Balene Megattere Brisbane

Non poteva capitarci un giorno migliore per fare whalewatching, una giornata bellissima di inizio Settembre, in cielo neanche una nuvola, il mare calmo e promettente.

Se vi trovate a Brisbane tra Giugno e Novembre, Brisbane Whalewatching, partendo dal molo di Redcliffe vi porterà all’estremità settentrionale di Moreton Island, proprio al confine tra la Moreton Bay ed il Pacifico, dove diversi branchi di balene, megattere per la precisione o Humpback Whales, si ritrovano ogni inverno australe per svernare e dare alla luce le nuove generazioni.

Avvistamento Megattere a Brisbane

Siamo partiti alle dieci della mattina, in un catamarano progettato appositamente per l’ossesvazione di queste magnifice creature, e comandato dal capitano Kerry Lopez, a quanto pare la prima ed unica donna a dirigere una barca avvista-balene nel Pacifico del sud. Il vascello a tre piani, fornito di ampie vetrate, comodi sedili al coperto per chi soffre di mal di mare e di altrettanti sedili esterni per chi volesse godersi sole mare e vento, offre un servizio impeccabile, con tanto di televisione per chi si fosse stancato della traversata.

La traversata fino all’antico faro ora in disuso di Cape Moreton è di circa 40 km, poco dopo la partenza abbiamo potuto osservare moltissime meduse azzurre e circa a metà strada siamo stati salutati da un branco di delfini.

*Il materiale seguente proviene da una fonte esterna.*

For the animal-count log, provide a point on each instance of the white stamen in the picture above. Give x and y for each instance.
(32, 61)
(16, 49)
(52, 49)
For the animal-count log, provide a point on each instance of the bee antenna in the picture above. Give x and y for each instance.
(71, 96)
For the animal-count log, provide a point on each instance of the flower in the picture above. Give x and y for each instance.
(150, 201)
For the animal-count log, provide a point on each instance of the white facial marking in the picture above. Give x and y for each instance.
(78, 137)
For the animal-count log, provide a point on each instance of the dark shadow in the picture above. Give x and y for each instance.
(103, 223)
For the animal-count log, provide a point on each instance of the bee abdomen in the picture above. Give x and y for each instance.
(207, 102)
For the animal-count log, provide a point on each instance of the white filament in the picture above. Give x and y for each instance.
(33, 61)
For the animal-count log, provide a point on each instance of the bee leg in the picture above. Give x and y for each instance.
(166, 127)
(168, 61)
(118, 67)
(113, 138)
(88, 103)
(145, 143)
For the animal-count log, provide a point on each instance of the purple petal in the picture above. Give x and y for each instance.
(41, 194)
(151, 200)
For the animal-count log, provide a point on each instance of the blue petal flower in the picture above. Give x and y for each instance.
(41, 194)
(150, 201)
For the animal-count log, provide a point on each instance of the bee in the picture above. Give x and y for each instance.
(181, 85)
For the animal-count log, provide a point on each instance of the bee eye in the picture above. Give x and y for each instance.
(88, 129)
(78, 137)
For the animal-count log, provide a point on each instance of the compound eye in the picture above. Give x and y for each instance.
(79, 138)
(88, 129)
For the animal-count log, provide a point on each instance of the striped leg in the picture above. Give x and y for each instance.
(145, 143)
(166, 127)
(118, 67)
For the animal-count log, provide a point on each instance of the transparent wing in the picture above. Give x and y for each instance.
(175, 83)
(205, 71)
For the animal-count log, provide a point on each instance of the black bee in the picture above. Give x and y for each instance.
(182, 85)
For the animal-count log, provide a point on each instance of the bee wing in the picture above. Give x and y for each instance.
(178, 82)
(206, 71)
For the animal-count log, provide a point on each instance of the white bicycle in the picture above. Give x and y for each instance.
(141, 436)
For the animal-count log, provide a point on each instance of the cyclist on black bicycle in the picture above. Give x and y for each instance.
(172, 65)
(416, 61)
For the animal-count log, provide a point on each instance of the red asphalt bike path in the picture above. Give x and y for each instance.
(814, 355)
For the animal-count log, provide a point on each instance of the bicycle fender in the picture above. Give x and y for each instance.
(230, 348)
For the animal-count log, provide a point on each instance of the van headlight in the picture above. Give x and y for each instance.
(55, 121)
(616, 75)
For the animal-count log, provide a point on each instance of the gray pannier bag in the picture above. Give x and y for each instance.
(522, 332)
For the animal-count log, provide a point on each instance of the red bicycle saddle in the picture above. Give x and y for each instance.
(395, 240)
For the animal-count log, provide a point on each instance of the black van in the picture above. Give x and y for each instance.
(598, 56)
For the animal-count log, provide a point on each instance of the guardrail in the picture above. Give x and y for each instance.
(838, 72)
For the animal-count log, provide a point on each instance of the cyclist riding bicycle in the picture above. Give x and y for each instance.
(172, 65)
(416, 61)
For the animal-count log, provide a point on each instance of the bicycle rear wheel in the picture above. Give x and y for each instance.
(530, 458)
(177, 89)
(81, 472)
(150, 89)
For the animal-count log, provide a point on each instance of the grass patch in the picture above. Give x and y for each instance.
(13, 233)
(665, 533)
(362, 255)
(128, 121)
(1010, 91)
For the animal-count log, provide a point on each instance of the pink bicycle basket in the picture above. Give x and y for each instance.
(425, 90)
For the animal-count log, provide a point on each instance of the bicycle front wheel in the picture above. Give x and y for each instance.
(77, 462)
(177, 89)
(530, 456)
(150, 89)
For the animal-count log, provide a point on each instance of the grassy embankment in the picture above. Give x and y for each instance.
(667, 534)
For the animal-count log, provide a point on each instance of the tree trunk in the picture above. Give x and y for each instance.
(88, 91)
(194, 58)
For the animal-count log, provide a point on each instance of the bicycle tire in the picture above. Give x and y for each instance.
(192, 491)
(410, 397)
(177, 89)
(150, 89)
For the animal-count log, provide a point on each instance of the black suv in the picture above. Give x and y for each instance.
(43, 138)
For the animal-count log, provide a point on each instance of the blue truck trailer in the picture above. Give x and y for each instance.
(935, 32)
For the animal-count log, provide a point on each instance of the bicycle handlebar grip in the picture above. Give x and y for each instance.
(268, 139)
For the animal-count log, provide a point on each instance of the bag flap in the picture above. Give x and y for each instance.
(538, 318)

Dopo aver costeggiato per un po’ Moreton Island con i suoi boschi, dune di sabbia e magnifiche spiagge, il capitano ci comunica di avere avvistato un gruppo di megattere proprio di fronte a noi, poi un altro a destra e ancora un altro a sinistra e prima di rendercene conto siamo circondati da piccoli gruppi di balene, in tutto più o meno una ventina di individui che si affacciano e sbuffano uno ad uno, finchè un individuo curioso finalmente si avvicina più degli altri per darci un’occhiata. A questo punto i motori del catamarano vengono spenti per non costituire un pericolo. L’industra del whalewatching segue delle regole molto rigide su come comportarsi in mare con le balene, per esempio non ci si puo’ avvicinare più di 100 metri, toccare o nutrire i cetacei non e’ permesso e le imbarcazioni devono viaggiare ad una velocità ridotta in presenza di queste creature. Gli incontri ravvicinati sono permessi solo se decisi dalla balena stessa.

In seguito ci avviciniamo lentamente per non spaventarle fino a quando un piccolo gruppo ci si avvicina e nuota attorno al catamarano, ogni tanto vediamo passare un individuo sotto di noi, immergendosi da un lato per riaffiorare dall’altro con uno sbuffo. Abbiamo visto tutta una serie di comportamenti usati dalle megattere per comunicare tra loro, alzare e sbattere le pinne pettorali e la coda, e in lontananza abbiamo anche visto il cosiddetto breaching ovvero saltare fuori dall’acqua con grandi spruzzi. Questi comportamenti sono usati dalle balene, il cui udito è molto sviluppato, per far sapere agli altri individui o branchi riguardo le dimensioni e la distanza di un determinato membro del branco.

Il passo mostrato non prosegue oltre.